Although President Trump stayed mum on his plans for the U.S. Department of Education, one policy has been clear: Trump plans to cut nonmilitary spending. The administration’s new “America First” budget, released Thursday, follows through on this promise by slashing funds for the Education Department by 13.5 percent, or $9.2 billion.
It’s worth noting that the proposed budget is merely a blueprint. Congressional lawmakers will draft their own budget proposals, and the plan Congress passes will form the basis of the appropriation bills that fund the government. That, as my colleague Russell Berman pointed out, won’t come until May.
To start, Trump’s budget plan would remove $2.4 billion in grants for teacher training and $1.2 billion in funding for summer- and after-school programs. It also curtails or eliminates funding for around 20 departmental programs “that are not effective, that duplicate other efforts, or that do not serve national needs.”

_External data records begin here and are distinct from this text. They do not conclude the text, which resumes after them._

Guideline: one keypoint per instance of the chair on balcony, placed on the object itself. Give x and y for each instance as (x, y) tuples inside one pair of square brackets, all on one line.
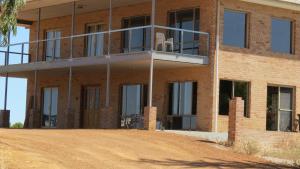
[(161, 41)]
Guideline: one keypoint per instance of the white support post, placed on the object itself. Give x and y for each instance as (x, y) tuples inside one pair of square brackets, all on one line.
[(153, 14), (217, 82), (69, 106), (152, 49), (36, 60), (6, 77)]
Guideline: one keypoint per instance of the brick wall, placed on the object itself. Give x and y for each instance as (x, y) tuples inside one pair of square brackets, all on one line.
[(258, 64), (239, 133), (201, 74)]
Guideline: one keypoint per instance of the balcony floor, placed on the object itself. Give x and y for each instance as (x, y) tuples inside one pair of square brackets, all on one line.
[(134, 60)]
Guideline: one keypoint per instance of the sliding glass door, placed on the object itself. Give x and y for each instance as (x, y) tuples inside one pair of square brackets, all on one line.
[(94, 42), (91, 107), (136, 39), (50, 110), (279, 108), (188, 20), (53, 45), (133, 100), (182, 105)]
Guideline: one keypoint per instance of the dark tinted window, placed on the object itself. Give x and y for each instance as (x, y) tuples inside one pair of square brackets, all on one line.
[(235, 28), (281, 35)]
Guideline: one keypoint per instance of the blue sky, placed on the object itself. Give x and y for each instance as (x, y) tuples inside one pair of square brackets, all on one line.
[(16, 87)]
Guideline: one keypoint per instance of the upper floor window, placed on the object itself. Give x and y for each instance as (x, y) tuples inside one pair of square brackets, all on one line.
[(94, 42), (282, 35), (235, 28), (136, 39), (53, 45), (188, 20)]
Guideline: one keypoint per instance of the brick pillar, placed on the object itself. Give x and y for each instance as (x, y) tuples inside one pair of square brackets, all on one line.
[(108, 119), (4, 118), (236, 115), (150, 114)]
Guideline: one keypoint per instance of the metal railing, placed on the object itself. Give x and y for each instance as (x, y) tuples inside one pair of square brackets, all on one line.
[(167, 40)]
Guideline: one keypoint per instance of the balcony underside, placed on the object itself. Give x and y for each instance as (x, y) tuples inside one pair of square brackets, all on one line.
[(137, 60)]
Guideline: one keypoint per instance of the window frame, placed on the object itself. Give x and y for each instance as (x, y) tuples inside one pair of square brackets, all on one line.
[(247, 28), (194, 98), (293, 110), (292, 35), (123, 34), (46, 42), (43, 102), (87, 25), (143, 96), (196, 15)]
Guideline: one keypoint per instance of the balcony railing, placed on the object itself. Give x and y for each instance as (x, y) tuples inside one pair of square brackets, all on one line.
[(167, 40)]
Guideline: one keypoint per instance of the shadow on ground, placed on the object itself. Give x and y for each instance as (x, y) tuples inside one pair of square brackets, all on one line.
[(213, 163)]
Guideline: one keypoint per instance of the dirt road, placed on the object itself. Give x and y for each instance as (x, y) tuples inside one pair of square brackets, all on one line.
[(114, 149)]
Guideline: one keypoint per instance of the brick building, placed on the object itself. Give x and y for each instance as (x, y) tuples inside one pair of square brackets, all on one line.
[(159, 63)]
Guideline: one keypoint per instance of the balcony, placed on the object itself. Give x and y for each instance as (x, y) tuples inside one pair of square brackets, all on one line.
[(100, 43)]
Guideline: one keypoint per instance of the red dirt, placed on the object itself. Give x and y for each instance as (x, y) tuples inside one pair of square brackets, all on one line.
[(114, 149)]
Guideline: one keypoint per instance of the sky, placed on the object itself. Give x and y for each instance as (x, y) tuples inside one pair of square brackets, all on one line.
[(16, 101)]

Although decreased funding for the Education Department will have repercussions for students and educators across the country, low-income students are particularly vulnerable. In addition to eliminating Supplemental Educational Opportunity Grants (SEOG), which offer need-based aid to around 1.6 million low-income undergraduates each year, the Trump administration wants to “significantly” reduce Federal Work-Study. Although work-study programs have been criticized for disproportionately aiding private institutions, they are typically successful at helping students graduate and find employment post-college.